Valeri Zykov

Personal information
- Full name: Valeri Borisovich Zykov
- Date of birth: 24 February 1944 (age 81)
- Place of birth: Gorky, USSR
- Height: 1.78 m (5 ft 10 in)
- Position(s): Defender

Youth career
- Lokomotiv Gorky
- Trudovye Rezervy Gorky

Senior career*
- Years: Team / Apps / (Gls)
- 1963–1965: Volga Gorky
- 1966–1975: FC Dynamo Moscow / 213 / (1)

International career
- 1970–1971: USSR / 4 / (0)

= Valeri Zykov =

Soviet footballer

Valeri Borisovich Zykov (Валерий Борисович Зыков; born 24 February 1944) is a former Soviet football player. Since 1991 he works for the FC Dynamo Moscow retired former players organization.

==Career==
Born in Gorky, Zykov began playing youth football with Lokomotiv Gorky. He played as a defender for Volga Gorky and FC Dynamo Moscow, appearing in 213 Soviet league matches.
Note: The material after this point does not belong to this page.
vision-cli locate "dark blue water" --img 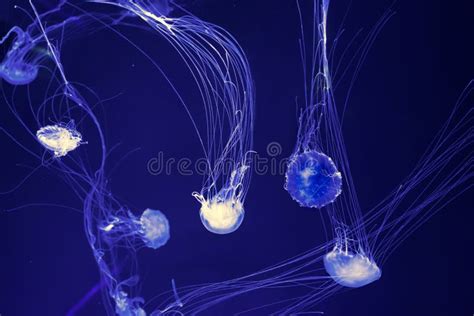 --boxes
[0,0,474,316]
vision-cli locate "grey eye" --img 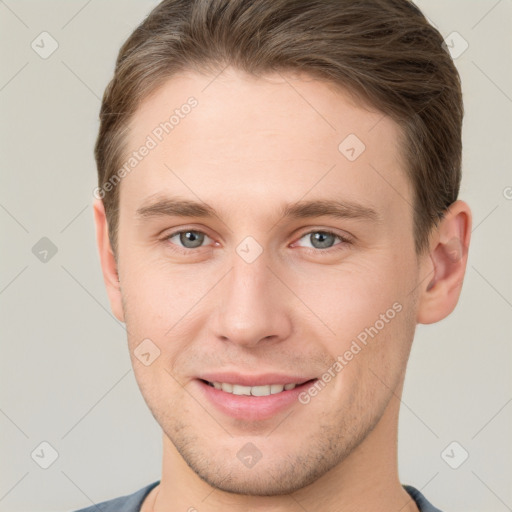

Zykov won the Soviet Cup twice with Dynamo and was awarded Master of Sports of the USSR, International Class.

==Honours==
- Soviet Cup winner: 1967, 1970.

==International career==
Zykov made his debut for USSR on 6 May 1970 in a friendly against Bulgaria. He also played in UEFA Euro 1972 qualifiers (he did not play in the final tournament).